I am studying the in and outs of Keras. So, in this aspect I was checking the model.summary()
function.
I was using a simple image classification example provided by Keras itself and loaded the various pretrained models provided (Xception, VGG16 etc).
I checked each model architecture using model.summary()
as mentioned. Then I noticed that for some reason the column Connected to
(4th column that is) is not present to every model summary. For example for MobileNetV2
I get (just the first few lines are shown):
__________________________________________________________________________________________________
Layer (type) Output Shape Param # Connected to
==================================================================================================
input_1 (InputLayer) (None, 224, 224, 3) 0
__________________________________________________________________________________________________
Conv1_pad (ZeroPadding2D) (None, 225, 225, 3) 0 input_1[0][0]
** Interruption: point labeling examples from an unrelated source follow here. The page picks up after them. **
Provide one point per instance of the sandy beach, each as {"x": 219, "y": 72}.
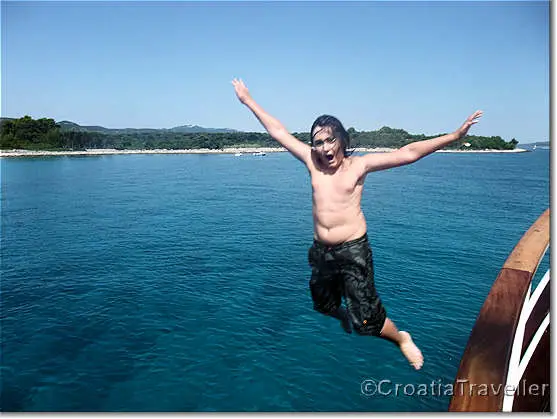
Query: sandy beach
{"x": 247, "y": 150}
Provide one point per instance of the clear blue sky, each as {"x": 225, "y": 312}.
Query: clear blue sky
{"x": 420, "y": 66}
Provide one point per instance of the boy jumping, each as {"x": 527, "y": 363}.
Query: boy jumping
{"x": 341, "y": 258}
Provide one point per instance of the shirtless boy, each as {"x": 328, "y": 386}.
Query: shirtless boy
{"x": 341, "y": 257}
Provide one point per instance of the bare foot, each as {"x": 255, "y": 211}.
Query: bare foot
{"x": 410, "y": 350}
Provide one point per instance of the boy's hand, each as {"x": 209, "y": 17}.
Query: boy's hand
{"x": 241, "y": 90}
{"x": 472, "y": 119}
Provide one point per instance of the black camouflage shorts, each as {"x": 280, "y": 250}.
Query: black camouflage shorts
{"x": 346, "y": 270}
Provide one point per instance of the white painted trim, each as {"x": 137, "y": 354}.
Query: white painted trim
{"x": 517, "y": 366}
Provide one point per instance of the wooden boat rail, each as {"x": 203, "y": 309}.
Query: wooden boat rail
{"x": 505, "y": 366}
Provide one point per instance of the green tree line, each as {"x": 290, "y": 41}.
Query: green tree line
{"x": 45, "y": 134}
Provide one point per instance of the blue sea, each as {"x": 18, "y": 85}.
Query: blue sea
{"x": 180, "y": 282}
__________________________________________________________________________________________________
Conv1 (Conv2D) (None, 112, 112, 32) 864 Conv1_pad[0][0]
but for MobileNet
I get:
_________________________________________________________________
Layer (type) Output Shape Param #
=================================================================
input_1 (InputLayer) (None, 224, 224, 3) 0
_________________________________________________________________
conv1_pad (ZeroPadding2D) (None, 225, 225, 3) 0
_________________________________________________________________
conv1 (Conv2D) (None, 112, 112, 32) 864
This output is performed without taking any extra action after the model loading (no training, neither inference etc).
This seems odd and I am not sure what's going on here. For example when creating this simple model from this question here (up to the model0.fit(...)
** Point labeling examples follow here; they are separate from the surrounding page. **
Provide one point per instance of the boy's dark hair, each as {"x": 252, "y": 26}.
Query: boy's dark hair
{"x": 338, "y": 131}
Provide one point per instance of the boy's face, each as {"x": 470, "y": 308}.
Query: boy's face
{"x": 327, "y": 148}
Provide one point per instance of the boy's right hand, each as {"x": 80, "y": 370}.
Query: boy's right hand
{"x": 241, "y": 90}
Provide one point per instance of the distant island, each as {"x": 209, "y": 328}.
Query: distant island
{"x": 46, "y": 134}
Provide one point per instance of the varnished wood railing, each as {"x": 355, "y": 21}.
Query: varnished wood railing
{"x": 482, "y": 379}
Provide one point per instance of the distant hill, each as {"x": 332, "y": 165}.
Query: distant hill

part) and running model0.summary()
gives me a summary without Connected to
column also contrary to the posted summary in this question.
So, this change to the output? What's the deal with model.summary()
? Do we have some control over the output (although the examples above do not imply that)? Or the output has to do with the way a model was structured?
Edit:
I added the (trivial) code used to reproduce the summary of both models as requested in a comment.
from keras.applications.mobilenet_v2 import MobileNetV2
from keras.applications.mobilenet import MobileNet
model1 = MobileNetV2(weights='imagenet')
print(model1.summary())
model2 = MobileNet(weights='imagenet')
print(model2.summary())
Also, my system uses Keras 2.2.4, Tensorflow 1.12.0 and Ubuntu 16.04 if these info are useful somehow.